As writers, we have a rich selection of words we can use to set a mood; an emotion; a moment. The art of good writing (and the joy of good reading) takes us right in to a time and and a place – and sets the mood of the moment – without telling us.
There’s a scene in the novel I’m editing (A Bed of Brambles – the sequel to A Bed of Barley Straw) where the hero (Alexander) is sitting above cliffs, recovering from the hurt of an emotional upset, and being soothed by the landscape around him. So, that’s me telling you what’s happening.
Amidst her pleas of “Show us!” My editor queried my choice of words in this scene – “would he be calmed by the waves crashing against the rocks?”
Good point; crashing and rocks are hard, angry words. How about “calmed by the waves washing across the pebbles on the beach?”
Here’s one picture of the landscape, similar to that which I’m seeing when I’m writing the scene:
It is angry isn’t it? The waves are crashing against the rocks. It’s moody, and melancholy; in turmoil. Blacks and greys and an unsettled sea – all very Poldark! Passionate, oh Lord, there’s all sorts of angsty words I could use (and a risk of becoming clichéd)
Here it is in sunnier mood:
Now I’m uplifted. The sun warming the cliff-face, ripples on the grey-green water… and I could talk about the clouds, but I mustn’t overdo it. I’m falling into that cliché trap again (frothy and fluffy, the ocean tumbling over the rocks).
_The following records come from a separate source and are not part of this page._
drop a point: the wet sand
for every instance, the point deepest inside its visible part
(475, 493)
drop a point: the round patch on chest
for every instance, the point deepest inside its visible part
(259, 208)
The same coastline, different angle – let’s do serene:
I’ll let you chose your own words, I’m not sure Alexander is ever quite this peaceful, still, enticing. Oh, hang on, he is enticing, just not in such a clean way 😉
It’s a maze and a labyrinth, feeling your way to the right words. And that’s before I’ve even told you how he’s sitting on the bench… Is he leaning forward with his head in his hands? Is he lounging back against the salt-bleached wood with his long legs stretched out in front of him…
It’s a mood, a moment in the novel. It’s why editing fries your brain.